Bill Granger’s lime butter is the perfect partner to barbecued, baked, steamed or fried fish.
It is so versatile it works with salmon, any white fish, clams, prawns, crayfish and mussels. Make a batch now while the limes are in season and more affordable, freeze, then in summer, brush it onto sweetcorn too.
If desired, add finely minced coriander, chilli, ginger, garlic or makrut lime leaves to give it an extra kick.
INGREDIENTS
100g butter, softened
grated zest of 1 lime
2T lime juice
1t sea salt
DIRECTIONS
In a small bowl, whisk together all the ingredients – don’t fret if some of the lime juice doesn’t mix in.

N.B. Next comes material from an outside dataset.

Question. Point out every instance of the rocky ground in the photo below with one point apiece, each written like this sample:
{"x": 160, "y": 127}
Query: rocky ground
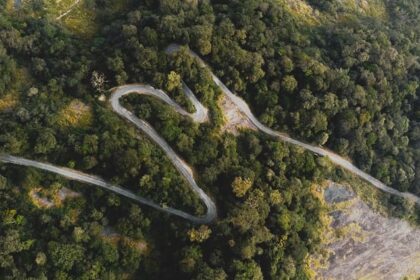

The butter can be stirred straight into many dishes, brushed onto corn cobs, or you may wish to put it into silicone molds (individual serving sized) and chill or shape into a log by wrapping in greaseproof paper and chill before slicing into rounds. Also freezes well.
Limes are valued both for the acidity of their juice and the floral aroma of their zest. Our limes are the Bearss variety (also known as Tahitian or Persian), which are famed for their size and juiciness.
Bearss are in fact a hybrid of a lemon and a Key lime, hence the larger size and lower acidity (when compared to the very tart Key lime). They are the most widely cultivated and consumed lime in the world. Originally from Western Asia, they were first grown on a larger scale in Persia and southern Iraq.
Limes really pack a punch in the flavour stakes, and are a key ingredient in Mexican, Vietnamese and Thai dishes.
Limes are harvested when dark to pale green. A yellow lime signifies full maturity and maximum juice content.